The symptoms are numerous tiny brown spots on the lower leaves. The spots have no yellow halo, and do not cause stem or fruit damage. Simply prune off the infected foliage, disinfecting pruners when moving from plant to plant as you should always do when pruning.
Blossom Drop occurs in tomatoes in cool rainy weather as well as very dry conditions. Mature flowers simply fall off the plant and fruit (especially large fruit) fails to develop. This is usually caused by a magnesium deficiency and occasionally by a bacterial or fungal infection. Foliar spray with Epsom salts. Fruit set can be encouraged by gently shaking or tapping the plant on a sunny day.
Blossom End Rot looks like a water-soaked spot close to the blossom end of tomato fruits when they are about 1/3 developed. The spot enlarges, turning brown and leathery. It is caused by calcium deficiency which can occur through uneven watering. Use mulch and water regularly to keep soil evenly moist.

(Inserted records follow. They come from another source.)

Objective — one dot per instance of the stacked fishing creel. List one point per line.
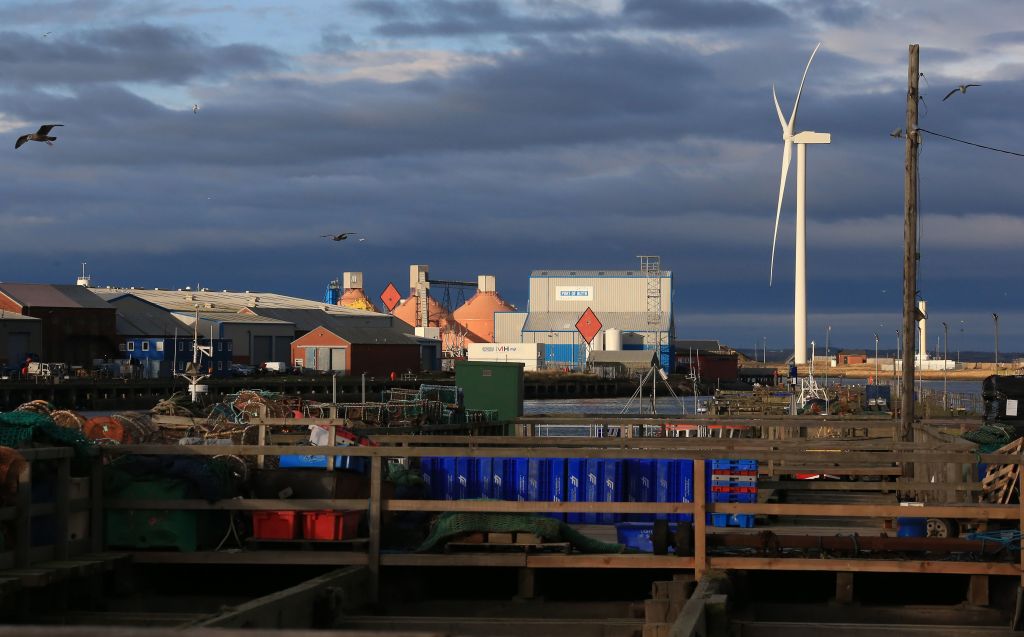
(42, 408)
(69, 419)
(127, 428)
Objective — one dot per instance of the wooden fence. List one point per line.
(802, 455)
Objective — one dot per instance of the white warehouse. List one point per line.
(636, 302)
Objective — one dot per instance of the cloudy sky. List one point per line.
(487, 136)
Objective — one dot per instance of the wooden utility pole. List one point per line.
(910, 254)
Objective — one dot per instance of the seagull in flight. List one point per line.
(962, 88)
(43, 134)
(341, 237)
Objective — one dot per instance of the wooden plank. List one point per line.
(23, 524)
(61, 517)
(331, 558)
(707, 452)
(992, 511)
(293, 607)
(374, 561)
(243, 505)
(864, 565)
(699, 520)
(96, 505)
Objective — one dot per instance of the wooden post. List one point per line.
(96, 505)
(699, 520)
(62, 508)
(910, 254)
(261, 440)
(23, 523)
(374, 559)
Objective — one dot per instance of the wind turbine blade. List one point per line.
(796, 104)
(778, 109)
(786, 159)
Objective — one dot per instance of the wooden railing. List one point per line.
(822, 456)
(20, 553)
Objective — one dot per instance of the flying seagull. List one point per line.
(43, 134)
(962, 88)
(341, 237)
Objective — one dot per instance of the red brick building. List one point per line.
(356, 350)
(77, 326)
(851, 356)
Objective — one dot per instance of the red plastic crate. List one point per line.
(331, 524)
(275, 524)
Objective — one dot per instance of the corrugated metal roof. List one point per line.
(695, 344)
(308, 320)
(48, 295)
(228, 301)
(626, 356)
(140, 319)
(565, 322)
(594, 272)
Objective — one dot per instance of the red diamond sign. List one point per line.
(390, 296)
(589, 326)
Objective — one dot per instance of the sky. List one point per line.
(487, 137)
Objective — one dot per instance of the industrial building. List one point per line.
(77, 327)
(358, 350)
(19, 335)
(636, 305)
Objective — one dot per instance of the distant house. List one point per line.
(622, 363)
(851, 356)
(78, 327)
(349, 350)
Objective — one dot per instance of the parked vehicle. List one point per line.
(240, 369)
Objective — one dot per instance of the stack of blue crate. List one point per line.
(732, 480)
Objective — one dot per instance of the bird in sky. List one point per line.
(962, 88)
(43, 134)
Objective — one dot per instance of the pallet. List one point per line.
(301, 544)
(1000, 481)
(484, 547)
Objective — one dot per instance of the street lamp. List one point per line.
(995, 319)
(945, 353)
(876, 358)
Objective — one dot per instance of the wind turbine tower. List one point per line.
(791, 137)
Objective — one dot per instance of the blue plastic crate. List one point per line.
(610, 489)
(594, 477)
(576, 486)
(555, 483)
(738, 498)
(483, 478)
(681, 487)
(743, 520)
(349, 463)
(639, 485)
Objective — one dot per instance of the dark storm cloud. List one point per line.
(694, 14)
(334, 40)
(133, 53)
(455, 17)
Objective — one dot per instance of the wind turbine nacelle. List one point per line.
(809, 136)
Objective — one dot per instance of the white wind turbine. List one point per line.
(801, 139)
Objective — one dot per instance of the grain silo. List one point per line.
(354, 296)
(477, 314)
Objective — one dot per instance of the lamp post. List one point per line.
(945, 352)
(995, 320)
(876, 382)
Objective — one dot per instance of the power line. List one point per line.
(971, 143)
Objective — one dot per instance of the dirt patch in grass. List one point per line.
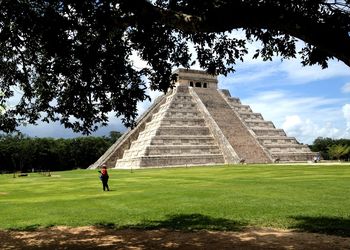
(104, 238)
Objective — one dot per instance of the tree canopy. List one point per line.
(70, 59)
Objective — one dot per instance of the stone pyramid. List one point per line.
(195, 123)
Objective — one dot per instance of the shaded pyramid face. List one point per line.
(197, 124)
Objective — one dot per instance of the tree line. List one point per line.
(332, 149)
(25, 154)
(22, 153)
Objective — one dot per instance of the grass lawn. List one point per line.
(310, 198)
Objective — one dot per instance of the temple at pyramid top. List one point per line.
(196, 123)
(195, 78)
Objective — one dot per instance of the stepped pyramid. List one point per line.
(195, 123)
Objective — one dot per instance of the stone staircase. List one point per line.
(275, 141)
(236, 132)
(177, 135)
(197, 124)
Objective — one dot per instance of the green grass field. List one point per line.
(310, 198)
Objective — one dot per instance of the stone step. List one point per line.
(185, 105)
(259, 124)
(267, 140)
(250, 115)
(291, 148)
(180, 130)
(268, 131)
(241, 108)
(182, 150)
(234, 100)
(183, 113)
(182, 140)
(171, 160)
(188, 121)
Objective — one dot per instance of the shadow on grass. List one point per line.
(186, 222)
(325, 225)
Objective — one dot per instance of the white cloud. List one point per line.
(346, 88)
(303, 117)
(307, 130)
(346, 113)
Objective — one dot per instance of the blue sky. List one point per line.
(307, 102)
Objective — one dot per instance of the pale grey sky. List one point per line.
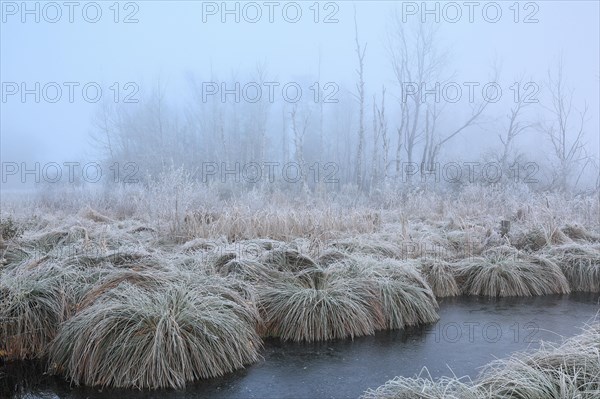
(171, 40)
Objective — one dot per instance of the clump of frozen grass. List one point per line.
(287, 260)
(578, 232)
(571, 370)
(581, 265)
(440, 276)
(405, 297)
(135, 338)
(316, 305)
(504, 271)
(424, 387)
(33, 303)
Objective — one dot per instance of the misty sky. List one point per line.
(170, 41)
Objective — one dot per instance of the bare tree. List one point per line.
(299, 133)
(564, 130)
(379, 130)
(415, 61)
(360, 86)
(516, 126)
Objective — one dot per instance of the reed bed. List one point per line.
(580, 263)
(157, 291)
(135, 338)
(570, 370)
(504, 271)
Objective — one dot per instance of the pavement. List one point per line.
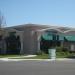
(57, 59)
(30, 67)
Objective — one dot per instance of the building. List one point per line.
(31, 36)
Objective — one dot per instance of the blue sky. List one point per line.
(51, 12)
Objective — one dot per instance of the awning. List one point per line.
(70, 37)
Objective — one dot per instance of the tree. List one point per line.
(2, 24)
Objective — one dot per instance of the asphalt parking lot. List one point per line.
(37, 68)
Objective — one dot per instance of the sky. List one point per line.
(50, 12)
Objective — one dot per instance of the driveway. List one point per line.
(30, 67)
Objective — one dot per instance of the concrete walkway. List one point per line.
(58, 59)
(17, 58)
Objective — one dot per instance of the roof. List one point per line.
(61, 37)
(39, 27)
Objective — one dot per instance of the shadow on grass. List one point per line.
(71, 57)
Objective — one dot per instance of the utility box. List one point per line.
(52, 53)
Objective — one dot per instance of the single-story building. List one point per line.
(34, 37)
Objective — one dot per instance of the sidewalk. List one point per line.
(57, 59)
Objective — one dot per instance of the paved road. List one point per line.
(37, 68)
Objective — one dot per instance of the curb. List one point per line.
(59, 59)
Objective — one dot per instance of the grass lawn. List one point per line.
(4, 56)
(41, 56)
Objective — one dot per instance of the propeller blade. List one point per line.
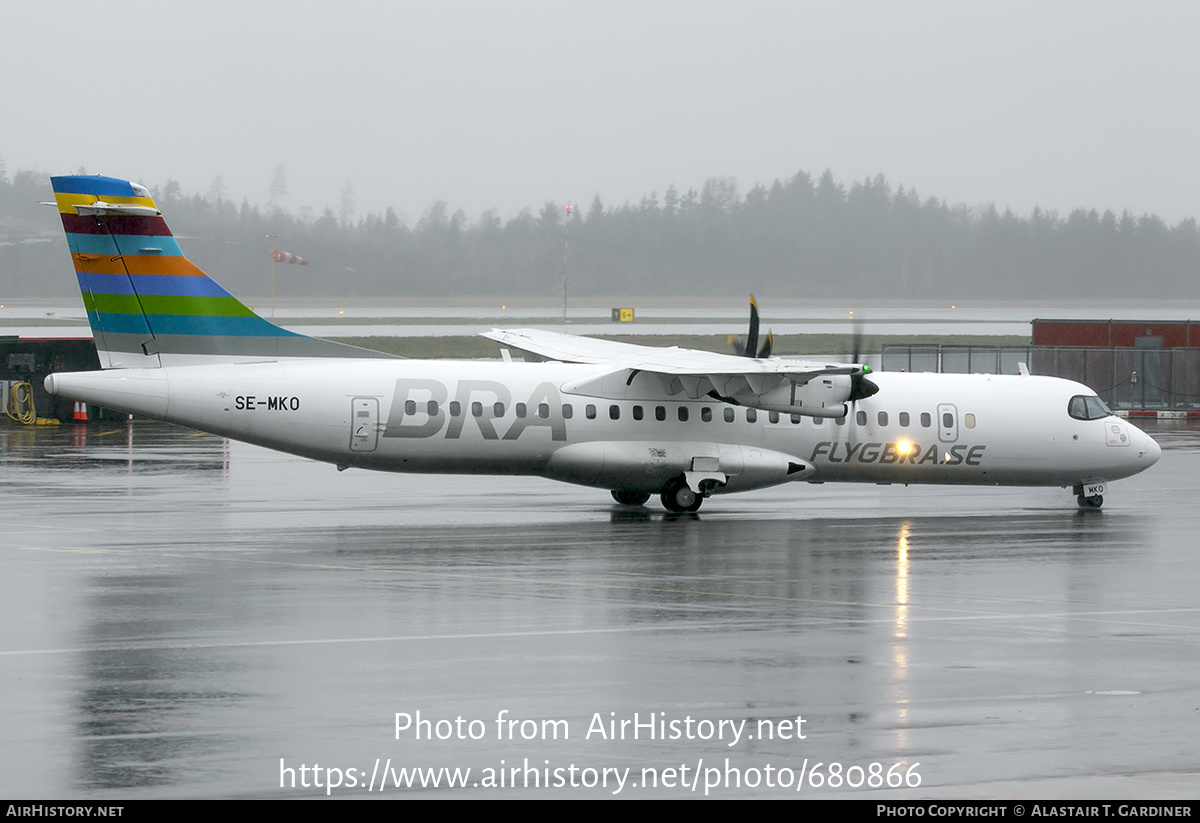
(859, 386)
(765, 352)
(753, 337)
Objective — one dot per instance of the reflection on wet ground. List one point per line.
(181, 612)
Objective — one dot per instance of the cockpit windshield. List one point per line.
(1087, 407)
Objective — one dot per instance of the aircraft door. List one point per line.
(364, 424)
(947, 422)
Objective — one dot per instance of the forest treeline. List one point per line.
(799, 238)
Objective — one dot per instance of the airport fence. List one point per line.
(1126, 378)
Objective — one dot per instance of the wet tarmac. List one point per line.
(186, 617)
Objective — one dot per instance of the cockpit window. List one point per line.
(1083, 407)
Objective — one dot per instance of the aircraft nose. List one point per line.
(1149, 449)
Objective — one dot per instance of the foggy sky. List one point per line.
(509, 104)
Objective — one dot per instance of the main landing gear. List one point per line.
(678, 498)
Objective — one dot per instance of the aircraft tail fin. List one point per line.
(149, 305)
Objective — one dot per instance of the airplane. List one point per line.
(634, 420)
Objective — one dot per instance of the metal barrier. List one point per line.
(1126, 378)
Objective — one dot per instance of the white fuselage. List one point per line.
(515, 418)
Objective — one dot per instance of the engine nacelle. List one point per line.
(823, 396)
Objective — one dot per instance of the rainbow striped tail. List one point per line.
(149, 306)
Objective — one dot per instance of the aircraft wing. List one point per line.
(679, 371)
(664, 360)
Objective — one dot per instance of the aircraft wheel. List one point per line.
(677, 497)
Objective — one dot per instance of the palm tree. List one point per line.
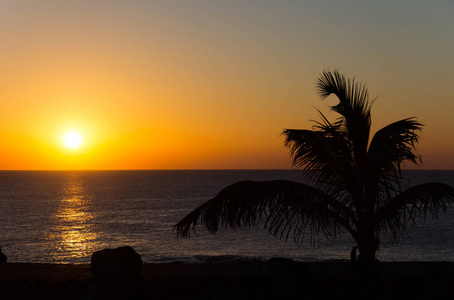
(356, 184)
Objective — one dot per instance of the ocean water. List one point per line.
(64, 216)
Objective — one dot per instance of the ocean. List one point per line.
(64, 216)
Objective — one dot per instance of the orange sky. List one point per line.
(208, 85)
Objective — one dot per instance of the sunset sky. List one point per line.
(211, 84)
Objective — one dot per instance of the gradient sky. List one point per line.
(211, 84)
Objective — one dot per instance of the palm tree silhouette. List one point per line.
(356, 183)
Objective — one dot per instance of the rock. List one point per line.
(117, 271)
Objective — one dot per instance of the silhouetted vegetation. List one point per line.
(356, 181)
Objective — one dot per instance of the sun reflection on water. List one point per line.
(73, 232)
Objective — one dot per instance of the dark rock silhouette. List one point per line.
(117, 273)
(3, 257)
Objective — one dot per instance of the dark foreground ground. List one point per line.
(276, 279)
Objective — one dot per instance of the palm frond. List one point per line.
(354, 106)
(286, 208)
(394, 144)
(323, 153)
(416, 202)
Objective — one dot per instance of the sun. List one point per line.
(72, 139)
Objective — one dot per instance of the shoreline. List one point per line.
(275, 279)
(243, 269)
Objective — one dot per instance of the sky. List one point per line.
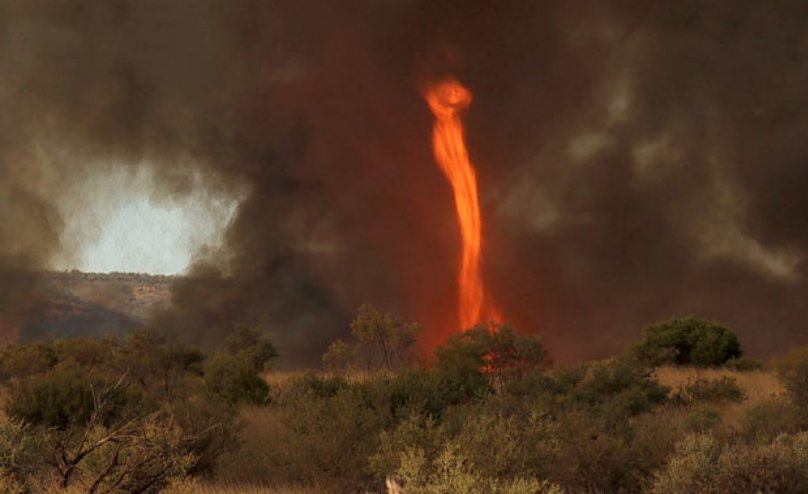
(636, 161)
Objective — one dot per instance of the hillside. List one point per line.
(79, 303)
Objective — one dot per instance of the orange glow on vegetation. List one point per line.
(447, 99)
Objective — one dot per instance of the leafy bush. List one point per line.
(451, 473)
(65, 397)
(724, 389)
(235, 380)
(687, 341)
(475, 362)
(743, 364)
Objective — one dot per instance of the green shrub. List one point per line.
(235, 380)
(743, 364)
(687, 341)
(724, 389)
(451, 473)
(20, 361)
(65, 397)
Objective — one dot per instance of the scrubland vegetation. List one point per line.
(681, 412)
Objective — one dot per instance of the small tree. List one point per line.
(493, 352)
(339, 357)
(382, 341)
(687, 341)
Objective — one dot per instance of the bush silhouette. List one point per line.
(687, 341)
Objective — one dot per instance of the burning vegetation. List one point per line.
(447, 99)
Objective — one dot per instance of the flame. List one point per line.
(447, 99)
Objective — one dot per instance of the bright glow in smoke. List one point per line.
(121, 225)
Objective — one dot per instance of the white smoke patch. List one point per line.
(119, 221)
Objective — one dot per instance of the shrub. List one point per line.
(235, 380)
(247, 343)
(743, 364)
(687, 341)
(451, 473)
(65, 397)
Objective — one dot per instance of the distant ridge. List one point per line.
(75, 274)
(78, 303)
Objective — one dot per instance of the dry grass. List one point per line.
(758, 385)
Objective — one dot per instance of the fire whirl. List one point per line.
(447, 99)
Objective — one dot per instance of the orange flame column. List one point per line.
(446, 99)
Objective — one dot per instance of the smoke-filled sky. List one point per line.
(636, 160)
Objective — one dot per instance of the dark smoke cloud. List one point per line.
(637, 160)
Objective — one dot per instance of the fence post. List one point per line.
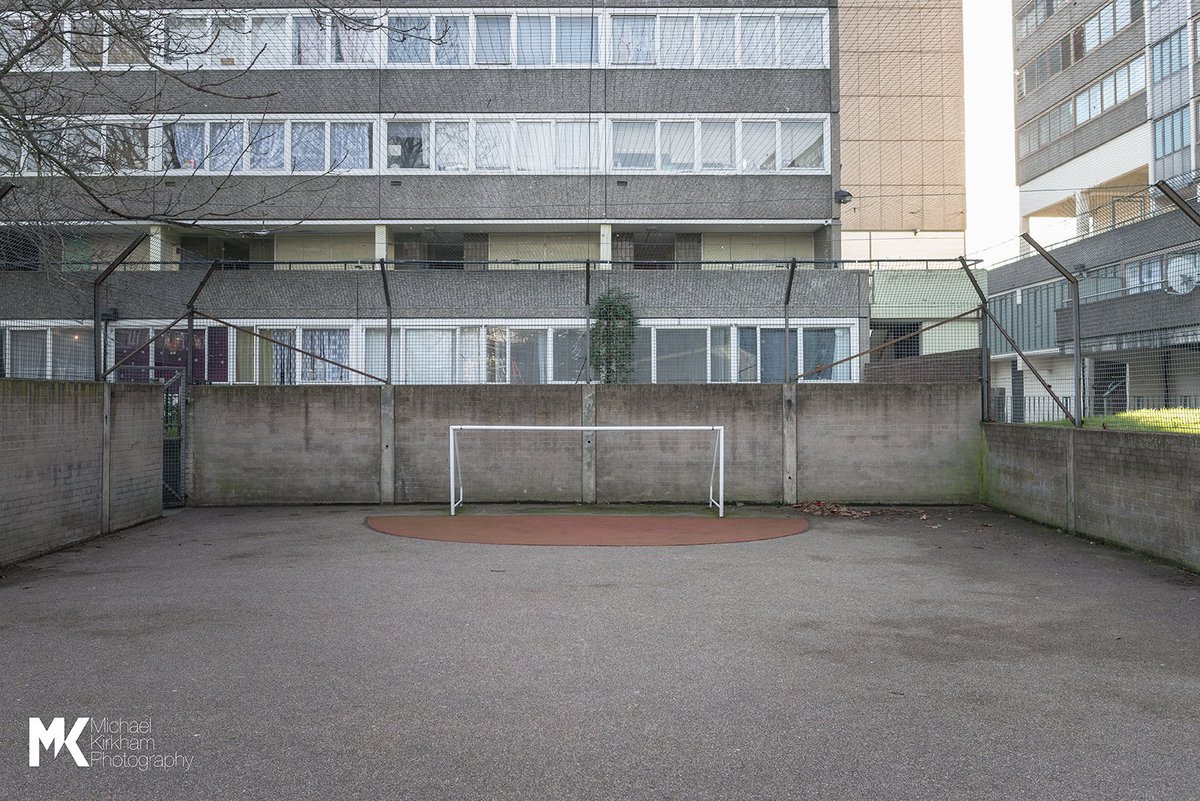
(1078, 362)
(787, 339)
(587, 321)
(97, 326)
(387, 300)
(984, 353)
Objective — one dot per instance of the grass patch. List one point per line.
(1167, 421)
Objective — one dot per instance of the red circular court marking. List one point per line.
(585, 529)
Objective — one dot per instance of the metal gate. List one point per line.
(174, 486)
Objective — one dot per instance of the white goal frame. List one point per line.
(715, 481)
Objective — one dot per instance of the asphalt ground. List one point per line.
(292, 652)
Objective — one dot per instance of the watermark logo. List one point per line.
(42, 736)
(109, 742)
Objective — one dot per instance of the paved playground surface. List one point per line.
(295, 654)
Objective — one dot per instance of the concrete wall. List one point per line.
(54, 452)
(285, 445)
(856, 443)
(1132, 488)
(888, 443)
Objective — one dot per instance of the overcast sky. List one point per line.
(991, 184)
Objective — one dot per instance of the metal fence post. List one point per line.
(1078, 362)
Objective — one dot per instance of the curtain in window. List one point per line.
(633, 145)
(328, 343)
(349, 145)
(126, 146)
(492, 40)
(678, 149)
(269, 41)
(429, 356)
(377, 353)
(576, 145)
(453, 37)
(184, 145)
(307, 146)
(759, 146)
(493, 145)
(353, 40)
(28, 355)
(717, 145)
(228, 42)
(757, 40)
(633, 40)
(408, 40)
(225, 146)
(453, 146)
(408, 145)
(535, 150)
(186, 37)
(718, 41)
(309, 42)
(676, 43)
(577, 40)
(267, 145)
(533, 40)
(276, 363)
(803, 144)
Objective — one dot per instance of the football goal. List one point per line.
(551, 455)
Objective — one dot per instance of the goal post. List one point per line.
(715, 480)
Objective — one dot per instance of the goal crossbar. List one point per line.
(715, 480)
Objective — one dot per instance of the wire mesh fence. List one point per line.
(1113, 341)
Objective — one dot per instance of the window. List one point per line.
(570, 355)
(309, 41)
(633, 40)
(126, 146)
(535, 149)
(681, 355)
(328, 343)
(576, 145)
(269, 41)
(493, 145)
(717, 145)
(1168, 56)
(225, 146)
(802, 41)
(307, 146)
(184, 145)
(577, 40)
(492, 40)
(759, 146)
(823, 347)
(718, 40)
(453, 40)
(453, 146)
(533, 40)
(802, 145)
(267, 145)
(408, 40)
(28, 356)
(353, 41)
(72, 354)
(408, 145)
(757, 40)
(349, 145)
(633, 145)
(676, 46)
(1171, 133)
(678, 148)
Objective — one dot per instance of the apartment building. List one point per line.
(1105, 107)
(473, 133)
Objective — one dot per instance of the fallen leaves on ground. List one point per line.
(823, 509)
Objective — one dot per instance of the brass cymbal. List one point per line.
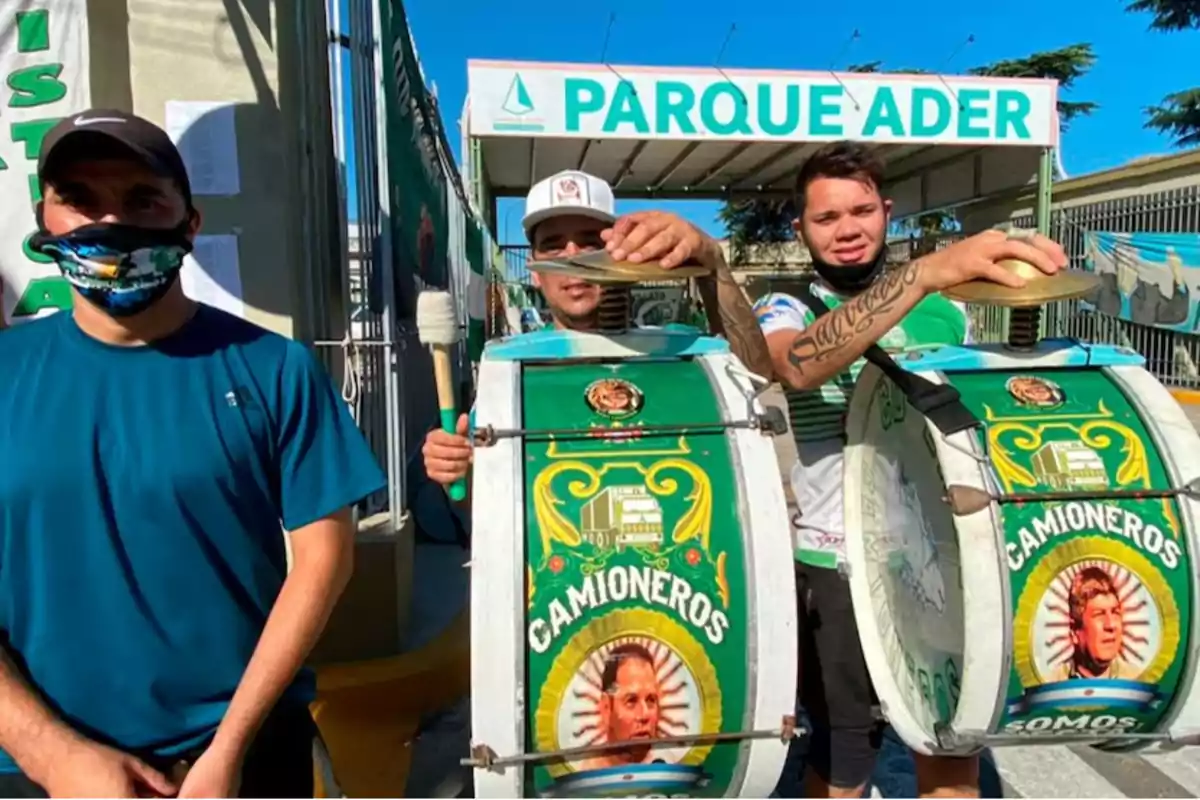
(599, 268)
(1038, 290)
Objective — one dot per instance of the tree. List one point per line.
(1169, 14)
(1177, 115)
(768, 220)
(1065, 65)
(753, 221)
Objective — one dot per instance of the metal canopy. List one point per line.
(532, 120)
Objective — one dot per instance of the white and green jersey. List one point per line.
(819, 416)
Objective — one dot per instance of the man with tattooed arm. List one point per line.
(843, 218)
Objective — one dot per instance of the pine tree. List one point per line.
(1177, 115)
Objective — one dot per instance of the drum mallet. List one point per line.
(437, 325)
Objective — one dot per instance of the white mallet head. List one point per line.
(437, 322)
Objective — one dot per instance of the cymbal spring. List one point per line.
(1024, 326)
(616, 310)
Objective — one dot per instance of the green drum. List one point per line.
(627, 487)
(1031, 579)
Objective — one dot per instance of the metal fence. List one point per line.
(369, 344)
(1171, 356)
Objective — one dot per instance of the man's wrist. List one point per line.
(51, 749)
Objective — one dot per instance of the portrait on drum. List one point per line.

Scab in potatoes results in dry, corky spots on tubers and generally occurs where soils are dry and/or alkaline. To avoid scab, keep soil pH low and mulch to maintain even moisture in the soil.
The Brassicas: broccoli, cabbage, cauliflower, kohlrabi, and kale, as well as more distant relatives like radishes and mustards. Brassicas tend to be more disease resistant than cucurbits or nightshades, since they have thick waxy leaves that provide good protection from foliar disease. There are a few serious diseases that can affect them, however.
Black Rot causes leaves to yellow from the bottom of the plant upward, and causes distinctive V-shaped yellow lesions on the leaf margins. The disease can be prevented through crop rotation and good airflow, or by spraying a copper-based, sulfur-based, or biological fungicide.
Fusarium Yellows causes lower, then upper leaves to yellow and wilt, and causes broccoli heads to be stunted and bitter. Pull up and destroy plants with fusarium to prevent spread of the disease.
Club Root is a common fungus affecting brassicas. The symptoms are weakened, yellowed plants, leaves wilting on hot days, and older leaves yellowing and drooping. The disease can survive for many years in the soil. Upon inspection roots will be swollen and distorted. Pull up and destroy plants to prevent spread of infection. Choose resistant varieties and maintain a soil pH around 6.8.
Damping Off is caused by a wide variety of soil fungi. Usually seedlings rot at the soil line and fall over. Be sure to wait until conditions are warm enough before planting, provide even watering and good airflow. Drenching soil with Trichoderma harzianumbefore planting may prevent the disease.
Stewart’s Wilt is transmitted by overwintering flea beetles and causes leaves of corn plants to develop streaking and wavy edges. Broken leaves will ooze bacterial slime, and plants will become stunted or die. Plant resistant varieties, combat flea beetles, and destroy infected plants.
A Note on Basil Downy Mildew
Downy Mildew in basil has become a very serious problem in recent years, particularly wet years. The spores can overwinter, especially in protected spaces like greenhouses. The disease starts as a lightening of the leaves before the leaves develop
transparent or brown patches. Stems will then turn brown around the soil line – once you see this the plant will usually be dead in a matter of days. Keep an eye out for light, wrinkled, or transparent-looking leaves. Biological fungicides such as oxidate and actinovate, if used early and often, can prevent the disease. Destroy plants that have woody or brown stems and those that have wilted. Provide full sun, good air circulation, even watering, and choose resistant varieties as they become available.